1/ハウルマンバレー -5 スールゼンバッハの吊り橋(1/2)
「ろ、朗読会の時間、……でっす!」
左手に文庫本サイズの書籍を持ったプルが、ベッドの上で高らかに宣言する。
「わーわー」
適当な拍手を送るが、その実、夜の朗読会は俺の楽しみの一つだった。
補給のために立ち寄った街道沿いの町に大きめの本屋があり、そこで何冊か物語を仕入れたのだ。
「楽しみでしー」
ヤーエルヘルは、プルの膝枕でご満悦の様子だ。
「プルさま。今日は何を読むのです? 昔話の選集は、昨日読み終えてしまいましたし」
「まだまだ弾は、あ、あるから、……ね! これがいいかな、って」
プルが俺たちに見せた表紙には、〈スールゼンバッハの吊り橋〉と書かれている。
「……スールゼンバッハの吊り橋? なんか、どっかで、うすーく聞いたことがあるような」
「うむ。師匠の若き頃の逸話であるな」
「あー、そうだった気がする」
ヤーエルヘルが、横になりながら口を開く。
「スールゼンバッハの吊り橋は、たしか、パレ・ハラドナと、その東に接するヴワルツワルダとの諍いが原因で──」
「あ、だめだめ! ね、ネタバレ厳禁、……だよ!」
「ご、ごめんなし……」
「それでは、順繰りに読んで行くと致しましょう」
「はー、……い。わ、わたしから、ね」
プルの眼光が鋭くなり、背筋もピシリと伸びる。
皇巫女モードに入ったのだ。
そのまま表紙を繰り──
舞台は人歴1100年。
ルインライン=サディクルは、当時二十八歳。
パレ・ハラドナ騎士団〈不夜の盾〉にて頭角を現し始めた少壮気鋭の青年だった。
人歴1100年前後、東にてパレ・ハラドナと接するヴワルツワルダは動乱の時代だった。

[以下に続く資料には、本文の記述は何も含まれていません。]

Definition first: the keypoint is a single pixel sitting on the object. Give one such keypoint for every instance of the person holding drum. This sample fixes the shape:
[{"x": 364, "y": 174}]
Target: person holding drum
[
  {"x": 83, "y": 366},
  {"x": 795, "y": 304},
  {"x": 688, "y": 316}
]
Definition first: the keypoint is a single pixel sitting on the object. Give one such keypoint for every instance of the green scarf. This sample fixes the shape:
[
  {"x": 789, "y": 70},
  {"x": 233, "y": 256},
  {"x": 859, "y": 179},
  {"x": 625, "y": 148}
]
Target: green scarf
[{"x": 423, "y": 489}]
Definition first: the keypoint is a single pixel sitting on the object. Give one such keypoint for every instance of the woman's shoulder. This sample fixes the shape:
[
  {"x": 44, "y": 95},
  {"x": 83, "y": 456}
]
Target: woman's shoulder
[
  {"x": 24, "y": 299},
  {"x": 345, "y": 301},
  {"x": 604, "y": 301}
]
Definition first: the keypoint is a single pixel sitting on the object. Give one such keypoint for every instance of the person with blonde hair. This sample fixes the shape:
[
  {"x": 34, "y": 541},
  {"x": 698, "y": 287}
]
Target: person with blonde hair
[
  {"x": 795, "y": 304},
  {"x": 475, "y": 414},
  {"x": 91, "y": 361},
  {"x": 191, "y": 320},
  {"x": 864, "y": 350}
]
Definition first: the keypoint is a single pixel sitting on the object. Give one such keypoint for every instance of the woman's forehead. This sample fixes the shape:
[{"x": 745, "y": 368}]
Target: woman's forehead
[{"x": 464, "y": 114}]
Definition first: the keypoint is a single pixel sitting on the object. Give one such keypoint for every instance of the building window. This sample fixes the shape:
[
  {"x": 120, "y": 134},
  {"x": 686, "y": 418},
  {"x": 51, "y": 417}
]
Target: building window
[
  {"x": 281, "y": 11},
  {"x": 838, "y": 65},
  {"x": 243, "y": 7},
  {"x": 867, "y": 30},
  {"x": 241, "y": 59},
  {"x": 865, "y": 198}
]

それは、人歴1102年にヴワルツワルダから独立したアウミマウミの存在からも明らかだろう。
この時代、ヴワルツワルダは国内外を問わず小規模の武力衝突を起こしており、各国に緊張が走っていた。
ヴワルツワルダが、隣接するいずれかの国と紛争状態に入った場合、他の国にも飛び火する可能性は高い。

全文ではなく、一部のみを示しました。